Sunday, March 25, 2012

Directionless Ramblings

When I was in elementary school, we learned about the Oregon Trail. We learned about how oodles and oodles of people loaded up everything that they could into covered wagons, sold everything else, and completely uprooted themselves and traveled west in the face of great opposition in order to create a better life for themselves and their children. On occasion, some couldn't take the challenge, and they had to go back East.

When I was in community college, we learned about how eastern nations like Japan looked at Western culture and tried to emulate their artwork, traveled there for education, and saw the lifestyles of the Europeans as more "advanced."

Perhaps this is why, when I tried to leave Iowa City on Friday to go visit Omaha, that I got on I-80 East instead of I-80 West.
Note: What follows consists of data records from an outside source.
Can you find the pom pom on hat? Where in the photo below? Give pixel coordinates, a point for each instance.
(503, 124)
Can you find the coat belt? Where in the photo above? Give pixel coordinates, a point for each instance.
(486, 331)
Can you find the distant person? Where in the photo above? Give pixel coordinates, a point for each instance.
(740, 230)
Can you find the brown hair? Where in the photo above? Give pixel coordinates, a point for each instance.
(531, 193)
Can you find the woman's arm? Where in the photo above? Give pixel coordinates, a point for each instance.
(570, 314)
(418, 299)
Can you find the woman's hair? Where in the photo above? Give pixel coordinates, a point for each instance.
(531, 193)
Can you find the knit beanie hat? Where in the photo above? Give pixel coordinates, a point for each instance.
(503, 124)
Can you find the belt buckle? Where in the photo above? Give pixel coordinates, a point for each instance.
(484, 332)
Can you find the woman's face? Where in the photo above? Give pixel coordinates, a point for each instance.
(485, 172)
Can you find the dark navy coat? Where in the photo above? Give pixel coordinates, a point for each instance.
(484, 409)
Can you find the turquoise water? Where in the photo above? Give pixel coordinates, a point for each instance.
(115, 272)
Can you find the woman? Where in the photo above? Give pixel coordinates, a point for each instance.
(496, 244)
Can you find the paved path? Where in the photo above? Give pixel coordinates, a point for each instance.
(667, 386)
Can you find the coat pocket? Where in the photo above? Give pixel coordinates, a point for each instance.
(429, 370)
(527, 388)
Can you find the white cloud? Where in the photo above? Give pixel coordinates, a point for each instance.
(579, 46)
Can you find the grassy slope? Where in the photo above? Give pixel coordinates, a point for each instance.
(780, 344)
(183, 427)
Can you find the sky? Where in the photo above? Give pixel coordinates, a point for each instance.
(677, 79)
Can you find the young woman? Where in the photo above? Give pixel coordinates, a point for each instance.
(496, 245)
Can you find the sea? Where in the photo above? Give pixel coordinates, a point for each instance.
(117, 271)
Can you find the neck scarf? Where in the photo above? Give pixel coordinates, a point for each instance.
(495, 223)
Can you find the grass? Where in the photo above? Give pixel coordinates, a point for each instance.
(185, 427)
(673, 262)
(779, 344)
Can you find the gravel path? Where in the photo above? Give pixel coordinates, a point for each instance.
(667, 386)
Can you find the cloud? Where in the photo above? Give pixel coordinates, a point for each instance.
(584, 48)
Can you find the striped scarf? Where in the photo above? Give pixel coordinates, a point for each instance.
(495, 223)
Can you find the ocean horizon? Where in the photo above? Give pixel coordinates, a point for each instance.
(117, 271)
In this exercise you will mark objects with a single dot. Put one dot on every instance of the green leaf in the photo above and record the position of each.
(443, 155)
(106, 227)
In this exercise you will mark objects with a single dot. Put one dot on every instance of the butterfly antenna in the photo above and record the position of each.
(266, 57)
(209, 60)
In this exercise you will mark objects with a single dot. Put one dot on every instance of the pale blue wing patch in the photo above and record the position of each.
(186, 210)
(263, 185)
Iowa City is my own personal "West." It's a "Wild West" that isn't tamed, but is submerged in a culture that draws a very definite line in the sand. Those who straddle that line are pulled quickly to the side of the world. There is opposition here, though granted much of it is the same opposition that comes from entering adulthood no matter where you are living. But I came here in search of a better life, I came here for culture and education. And had it occurred that I couldn't take it, I would have had to have returned to Omaha, where I came from. Omaha is my "East."

So according to every history class I've taken, Iowa City is "West" and Omaha is "East." This is the only explanation that I have to offer for why I got on I-80 East in order to go West.

But I don't live in the past, and at the present I'm looking to the future. I don't really know which end of that maddening three and a half hour trip is "home." I don't know where my future husband is, I don't know how much longer school will take me, I don't even know where I'm going to live come the end of August.

At the present, we have airplanes. We know that the earth is round. Our interstates run both east AND west. I still feel pretty uprooted at this point, but I trust God to plant me where He wants me when the time is right.